Harry Cohen Tanugi

Une nouvelle étude explique pourquoi le système de ciblage des moustiques est "essentiellement incassable".

Dans des conditions normales, les moustiques femelles se fient au cocktail d'odeurs que les humains et d'autres animaux émettent pour détecter le sang dont elles ont besoin pour nourrir leurs œufs. Elles captent les odeurs grâce aux neurones olfactifs situés principalement sur leurs antennes, qui détectent et transmettent les informations olfactives au cerveau. Mais aujourd'hui, le résultat est plutôt surprenant.

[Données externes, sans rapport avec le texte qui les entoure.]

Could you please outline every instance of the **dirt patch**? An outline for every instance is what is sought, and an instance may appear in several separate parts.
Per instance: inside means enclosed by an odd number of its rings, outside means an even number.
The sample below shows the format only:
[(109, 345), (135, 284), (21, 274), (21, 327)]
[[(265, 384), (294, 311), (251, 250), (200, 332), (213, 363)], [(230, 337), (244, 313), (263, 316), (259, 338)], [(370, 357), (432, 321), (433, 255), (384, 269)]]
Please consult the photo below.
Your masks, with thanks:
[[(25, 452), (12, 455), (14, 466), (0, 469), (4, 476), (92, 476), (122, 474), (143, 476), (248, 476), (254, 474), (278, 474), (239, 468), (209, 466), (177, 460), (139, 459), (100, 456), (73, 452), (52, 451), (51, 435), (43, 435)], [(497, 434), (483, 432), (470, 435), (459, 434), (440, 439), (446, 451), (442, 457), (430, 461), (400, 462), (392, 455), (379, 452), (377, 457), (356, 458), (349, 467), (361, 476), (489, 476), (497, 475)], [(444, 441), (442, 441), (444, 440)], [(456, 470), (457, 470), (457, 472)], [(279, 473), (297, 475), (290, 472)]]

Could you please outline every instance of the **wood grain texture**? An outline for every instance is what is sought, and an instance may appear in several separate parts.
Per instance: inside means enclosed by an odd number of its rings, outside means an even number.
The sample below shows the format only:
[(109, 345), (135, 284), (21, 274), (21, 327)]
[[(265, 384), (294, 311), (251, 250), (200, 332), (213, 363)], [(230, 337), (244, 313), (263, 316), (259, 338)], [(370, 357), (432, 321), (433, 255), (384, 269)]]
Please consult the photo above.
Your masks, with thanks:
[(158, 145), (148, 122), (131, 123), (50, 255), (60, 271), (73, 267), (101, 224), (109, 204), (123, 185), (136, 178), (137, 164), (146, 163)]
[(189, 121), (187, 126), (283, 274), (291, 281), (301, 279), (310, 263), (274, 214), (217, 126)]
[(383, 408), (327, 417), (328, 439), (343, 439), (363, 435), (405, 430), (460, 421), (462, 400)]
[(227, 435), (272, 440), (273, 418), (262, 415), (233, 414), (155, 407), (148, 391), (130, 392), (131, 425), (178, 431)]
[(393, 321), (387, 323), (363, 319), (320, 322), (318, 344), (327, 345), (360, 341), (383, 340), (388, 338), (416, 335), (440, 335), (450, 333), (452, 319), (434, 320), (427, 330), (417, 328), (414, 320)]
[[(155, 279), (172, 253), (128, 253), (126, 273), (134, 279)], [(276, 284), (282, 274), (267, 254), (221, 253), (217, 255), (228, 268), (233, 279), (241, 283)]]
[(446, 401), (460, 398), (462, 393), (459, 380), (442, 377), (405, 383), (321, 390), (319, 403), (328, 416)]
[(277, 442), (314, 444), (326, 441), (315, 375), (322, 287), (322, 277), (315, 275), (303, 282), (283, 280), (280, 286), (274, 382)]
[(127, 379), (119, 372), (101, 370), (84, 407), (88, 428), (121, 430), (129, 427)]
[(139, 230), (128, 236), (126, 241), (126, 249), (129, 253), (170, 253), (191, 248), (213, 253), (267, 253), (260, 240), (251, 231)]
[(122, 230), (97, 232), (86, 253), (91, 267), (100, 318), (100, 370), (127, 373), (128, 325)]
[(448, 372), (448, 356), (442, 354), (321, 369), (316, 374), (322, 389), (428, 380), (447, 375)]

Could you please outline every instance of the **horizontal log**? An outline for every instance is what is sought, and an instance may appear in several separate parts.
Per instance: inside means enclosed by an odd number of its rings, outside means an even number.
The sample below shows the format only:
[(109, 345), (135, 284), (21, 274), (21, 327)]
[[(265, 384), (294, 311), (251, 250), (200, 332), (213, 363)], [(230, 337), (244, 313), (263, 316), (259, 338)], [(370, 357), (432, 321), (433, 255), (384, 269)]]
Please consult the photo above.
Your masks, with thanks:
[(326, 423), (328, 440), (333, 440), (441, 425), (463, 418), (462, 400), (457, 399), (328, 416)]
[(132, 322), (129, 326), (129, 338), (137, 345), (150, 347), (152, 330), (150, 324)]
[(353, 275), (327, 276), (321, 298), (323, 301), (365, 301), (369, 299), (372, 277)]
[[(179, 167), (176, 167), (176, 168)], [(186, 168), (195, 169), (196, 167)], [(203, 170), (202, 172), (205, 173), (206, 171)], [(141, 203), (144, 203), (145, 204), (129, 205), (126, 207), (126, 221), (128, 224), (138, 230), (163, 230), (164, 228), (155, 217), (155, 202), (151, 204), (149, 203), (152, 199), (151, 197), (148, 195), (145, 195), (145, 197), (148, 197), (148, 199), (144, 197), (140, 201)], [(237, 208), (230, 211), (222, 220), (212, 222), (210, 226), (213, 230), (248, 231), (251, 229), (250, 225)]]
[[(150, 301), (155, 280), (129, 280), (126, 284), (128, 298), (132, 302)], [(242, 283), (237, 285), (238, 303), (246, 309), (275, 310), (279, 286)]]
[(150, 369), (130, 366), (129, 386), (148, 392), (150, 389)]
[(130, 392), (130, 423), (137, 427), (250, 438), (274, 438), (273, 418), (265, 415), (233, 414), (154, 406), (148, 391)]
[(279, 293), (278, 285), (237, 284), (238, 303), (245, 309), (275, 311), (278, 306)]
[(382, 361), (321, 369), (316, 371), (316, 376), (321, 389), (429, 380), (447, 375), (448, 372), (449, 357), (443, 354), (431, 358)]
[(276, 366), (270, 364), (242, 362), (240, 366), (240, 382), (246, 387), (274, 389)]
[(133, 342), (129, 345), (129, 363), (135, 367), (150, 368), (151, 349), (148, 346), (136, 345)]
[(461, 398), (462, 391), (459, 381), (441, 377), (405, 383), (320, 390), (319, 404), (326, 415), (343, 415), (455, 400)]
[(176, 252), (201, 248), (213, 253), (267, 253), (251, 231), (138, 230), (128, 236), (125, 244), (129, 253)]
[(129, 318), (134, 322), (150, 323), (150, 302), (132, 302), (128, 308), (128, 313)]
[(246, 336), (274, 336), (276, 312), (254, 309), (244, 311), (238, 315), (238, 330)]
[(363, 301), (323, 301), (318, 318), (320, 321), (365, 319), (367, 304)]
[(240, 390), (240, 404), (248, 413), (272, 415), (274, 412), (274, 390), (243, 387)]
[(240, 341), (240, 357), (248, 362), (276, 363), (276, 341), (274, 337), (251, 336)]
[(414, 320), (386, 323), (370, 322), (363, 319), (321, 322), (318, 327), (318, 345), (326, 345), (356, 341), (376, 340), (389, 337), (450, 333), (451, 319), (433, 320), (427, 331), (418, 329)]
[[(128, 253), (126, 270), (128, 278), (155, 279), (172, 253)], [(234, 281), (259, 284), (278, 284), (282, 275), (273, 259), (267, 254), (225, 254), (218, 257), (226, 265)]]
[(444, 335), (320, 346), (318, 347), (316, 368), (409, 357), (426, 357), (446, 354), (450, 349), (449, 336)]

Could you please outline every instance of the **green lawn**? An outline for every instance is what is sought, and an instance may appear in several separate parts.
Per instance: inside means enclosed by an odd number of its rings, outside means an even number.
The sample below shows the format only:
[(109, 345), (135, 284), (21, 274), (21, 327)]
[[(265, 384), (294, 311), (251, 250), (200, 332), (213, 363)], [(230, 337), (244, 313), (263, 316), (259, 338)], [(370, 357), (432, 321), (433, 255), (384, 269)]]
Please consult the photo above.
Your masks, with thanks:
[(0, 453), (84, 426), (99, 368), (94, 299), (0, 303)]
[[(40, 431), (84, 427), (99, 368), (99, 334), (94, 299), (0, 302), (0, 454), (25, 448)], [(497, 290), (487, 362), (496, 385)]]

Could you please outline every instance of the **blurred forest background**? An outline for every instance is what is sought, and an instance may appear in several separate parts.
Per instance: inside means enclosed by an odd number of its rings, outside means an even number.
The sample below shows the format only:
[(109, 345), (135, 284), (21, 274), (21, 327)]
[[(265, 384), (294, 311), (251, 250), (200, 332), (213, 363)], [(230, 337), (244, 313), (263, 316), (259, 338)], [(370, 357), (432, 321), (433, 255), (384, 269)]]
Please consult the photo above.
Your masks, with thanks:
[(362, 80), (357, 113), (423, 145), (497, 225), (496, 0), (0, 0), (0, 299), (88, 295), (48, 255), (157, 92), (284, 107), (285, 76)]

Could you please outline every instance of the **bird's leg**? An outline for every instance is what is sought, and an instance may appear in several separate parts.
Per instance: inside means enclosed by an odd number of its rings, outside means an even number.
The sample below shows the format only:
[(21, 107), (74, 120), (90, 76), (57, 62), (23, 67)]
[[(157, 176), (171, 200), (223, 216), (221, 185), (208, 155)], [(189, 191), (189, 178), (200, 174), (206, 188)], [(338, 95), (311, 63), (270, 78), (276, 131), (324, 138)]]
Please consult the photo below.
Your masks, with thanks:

Une nouvelle étude explique pourquoi le système de ciblage des moustiques est

Une antenne de moustique femelle avec des neurones olfactifs.

"À première vue, l'olfaction du moustique n'a aucun sens. La façon dont le moustique organise sa sensation olfactive est totalement inattendue", déclare Leslie Vosshall, professeur titulaire de la chaire Robin Chemers Neustein à l'université Rockefeller et directeur scientifique du Howard Hughes Medical Institute.

"Mais pour le moustique, c'est parfaitement logique. Chaque neurone qui interprète l'odeur est redondant de telle sorte que le système olfactif est essentiellement incassable. Cela pourrait expliquer pourquoi nous n'avons pas trouvé le moyen de briser l'attraction des moustiques pour les humains."

Il y a beaucoup de chevauchements

Les scientifiques pensent souvent que le cerveau traite les odeurs selon un système 1:1:1 (modèle un neurone-un récepteur-unglomérule) pour les insectes et les mammifères. Chaque neurone olfactif exprime un récepteur d'odeurs qui communique avec un groupe de terminaisons nerveuses, connu sous le nom de glomérule.

Cependant, on observe que certaines espèces ont presque le même nombre de récepteurs olfactifs que de glomérules. Par exemple, les abeilles domestiques ont 180:160, ou les vers à cornes du tabac ont 60:70.